As hotels go, the one chosen to host our St Bridget Festival was very good. The entire staff was friendly, the rooms comfortable, and the facilities good. The food we ate, however, was undoubtably the produce of the Agri-Industrial Complex. If it had been otherwise, I’m sure this would have been pointed out. For the main part it was heavily tilted towards meat, poultry, and fish, and most of the offerings on the menu contained ingredients from the global supply chain of animal farming (meat, dairy, etc.).
How do I know this? As someone who adopted a vegan diet over a decade ago, I asked for alternatives to the standard menu. Luckily, the young waitress exclaimed that she too maintained a vegan diet and would have a word with the kitchen staff. As a result, I was served tasty, simple, nutritious fare over the two days.
In my role as commercial director of a psychosomatic clinic near Berlin some years ago, I gained insights into the challenge of feeding up to one hundred patients and staff three meals per day. The price difference between locally sourced organic food and the globalised market was extreme, indeed prohibitive within the context of the business model, not to mention the challenge of securing sufficient supplies.

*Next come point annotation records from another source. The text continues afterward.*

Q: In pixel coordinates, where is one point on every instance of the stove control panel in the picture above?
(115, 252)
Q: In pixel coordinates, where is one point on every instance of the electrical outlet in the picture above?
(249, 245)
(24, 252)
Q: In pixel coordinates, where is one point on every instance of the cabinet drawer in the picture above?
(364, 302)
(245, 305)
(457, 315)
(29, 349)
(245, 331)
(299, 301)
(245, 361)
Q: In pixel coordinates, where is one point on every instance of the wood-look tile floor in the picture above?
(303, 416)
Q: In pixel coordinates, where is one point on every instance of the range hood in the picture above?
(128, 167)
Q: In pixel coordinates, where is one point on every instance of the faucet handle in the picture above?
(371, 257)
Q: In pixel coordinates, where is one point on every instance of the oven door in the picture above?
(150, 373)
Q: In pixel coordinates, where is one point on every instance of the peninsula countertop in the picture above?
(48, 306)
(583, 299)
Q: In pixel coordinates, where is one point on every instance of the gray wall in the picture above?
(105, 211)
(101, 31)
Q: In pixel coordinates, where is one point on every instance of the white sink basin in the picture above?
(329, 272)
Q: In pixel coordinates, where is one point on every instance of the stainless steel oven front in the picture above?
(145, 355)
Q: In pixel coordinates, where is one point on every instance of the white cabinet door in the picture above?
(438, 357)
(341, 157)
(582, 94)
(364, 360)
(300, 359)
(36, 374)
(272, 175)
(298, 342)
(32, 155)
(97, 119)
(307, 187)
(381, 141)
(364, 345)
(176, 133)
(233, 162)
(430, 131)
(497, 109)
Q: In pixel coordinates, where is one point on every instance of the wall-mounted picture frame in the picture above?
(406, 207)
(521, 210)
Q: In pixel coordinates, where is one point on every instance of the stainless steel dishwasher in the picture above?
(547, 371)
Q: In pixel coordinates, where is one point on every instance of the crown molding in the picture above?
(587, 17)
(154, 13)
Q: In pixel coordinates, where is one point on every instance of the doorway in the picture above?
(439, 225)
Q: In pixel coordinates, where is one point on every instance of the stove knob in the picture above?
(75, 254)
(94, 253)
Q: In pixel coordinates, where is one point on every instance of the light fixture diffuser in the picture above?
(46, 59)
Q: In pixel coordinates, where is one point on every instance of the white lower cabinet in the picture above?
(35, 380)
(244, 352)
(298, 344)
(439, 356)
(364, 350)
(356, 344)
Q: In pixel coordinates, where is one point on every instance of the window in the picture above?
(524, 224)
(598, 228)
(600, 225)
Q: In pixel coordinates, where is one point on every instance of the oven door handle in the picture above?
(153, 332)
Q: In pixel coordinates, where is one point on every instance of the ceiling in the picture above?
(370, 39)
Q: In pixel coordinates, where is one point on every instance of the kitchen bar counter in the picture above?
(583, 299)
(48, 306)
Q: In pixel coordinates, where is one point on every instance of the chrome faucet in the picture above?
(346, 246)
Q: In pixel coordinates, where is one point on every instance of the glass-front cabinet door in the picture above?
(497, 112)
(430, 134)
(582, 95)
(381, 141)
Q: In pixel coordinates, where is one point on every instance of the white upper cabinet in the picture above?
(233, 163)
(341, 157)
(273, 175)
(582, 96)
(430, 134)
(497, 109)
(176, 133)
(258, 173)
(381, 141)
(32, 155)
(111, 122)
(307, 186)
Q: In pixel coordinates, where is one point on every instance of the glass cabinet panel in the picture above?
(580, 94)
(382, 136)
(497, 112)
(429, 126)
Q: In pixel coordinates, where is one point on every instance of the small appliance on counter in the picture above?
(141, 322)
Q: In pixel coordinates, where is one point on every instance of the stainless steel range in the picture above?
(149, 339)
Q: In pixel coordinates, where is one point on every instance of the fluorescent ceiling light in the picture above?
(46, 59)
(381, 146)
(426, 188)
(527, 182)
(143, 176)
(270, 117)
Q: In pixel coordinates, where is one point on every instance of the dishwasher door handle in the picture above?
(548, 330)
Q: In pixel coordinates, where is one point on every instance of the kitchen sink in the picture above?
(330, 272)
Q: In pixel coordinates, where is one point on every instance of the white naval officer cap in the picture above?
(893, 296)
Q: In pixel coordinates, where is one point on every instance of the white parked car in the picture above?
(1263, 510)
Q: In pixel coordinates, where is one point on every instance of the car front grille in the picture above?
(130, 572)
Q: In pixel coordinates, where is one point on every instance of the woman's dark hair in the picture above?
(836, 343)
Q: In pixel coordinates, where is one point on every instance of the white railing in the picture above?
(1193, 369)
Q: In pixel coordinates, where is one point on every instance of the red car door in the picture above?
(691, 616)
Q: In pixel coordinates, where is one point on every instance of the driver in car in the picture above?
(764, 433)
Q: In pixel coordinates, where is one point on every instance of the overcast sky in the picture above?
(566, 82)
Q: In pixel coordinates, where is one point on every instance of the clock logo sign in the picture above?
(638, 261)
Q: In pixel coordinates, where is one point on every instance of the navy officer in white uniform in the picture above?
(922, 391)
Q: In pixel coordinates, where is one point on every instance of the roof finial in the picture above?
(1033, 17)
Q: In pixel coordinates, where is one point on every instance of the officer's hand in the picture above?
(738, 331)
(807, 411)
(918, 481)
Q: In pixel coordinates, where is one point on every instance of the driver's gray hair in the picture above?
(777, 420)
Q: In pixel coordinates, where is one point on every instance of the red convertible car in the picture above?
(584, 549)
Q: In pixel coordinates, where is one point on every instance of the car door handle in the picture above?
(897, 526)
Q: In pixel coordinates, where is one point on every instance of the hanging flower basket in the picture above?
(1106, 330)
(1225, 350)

When gardening so enthusiastically all those years ago, I asked myself if I would voluntarily provide financial support to other food producers who were using toxic chemicals in their processes. The answer was a clear no. Since then, I have done my best to consume food grown organically, whenever possible. It is often inconvenient and sometimes more expensive, but that is how it is. For me, it is worth the effort. It is not always possible, especially when I am traveling, and that’s fine too.
Here is the point. We all need to eat. The combined purchasing power of a family is substantial; for any nation it is colossal. The business model of the Agri-Industrial Complex relies on having enough customers to support it. If, say, 10% decided to shift to buying only organically grown food, and another similar percentage went one step further and switched to a vegan diet, the current model would come crashing down. Change would become imperative for all involved.
That was the powerful lesson I took from this weekend. We have this leverage. It is simply a matter of awareness and the willingness to act on this awareness. This is fully in line with the example of role models such as Bridget who led by the power of example.
As the environmental activist and food sovereignty advocate, Vananda Shiva succinctly states: Globalized industrialized food is not cheap: it is too costly for the Earth, for the farmers, for our health. The Earth can no longer carry the burden of groundwater mining, pesticide pollution, disappearance of species and destabilization of the climate. Farmers can no longer carry the burden of debt, which is inevitable in industrial farming with its high costs of production. It is incapable of producing safe, culturally appropriate, tasty, quality food. And it is incapable of producing enough food for all because it is wasteful of land, water, and energy. Industrial agriculture uses ten times more energy than it produces. It is thus ten times less efficient.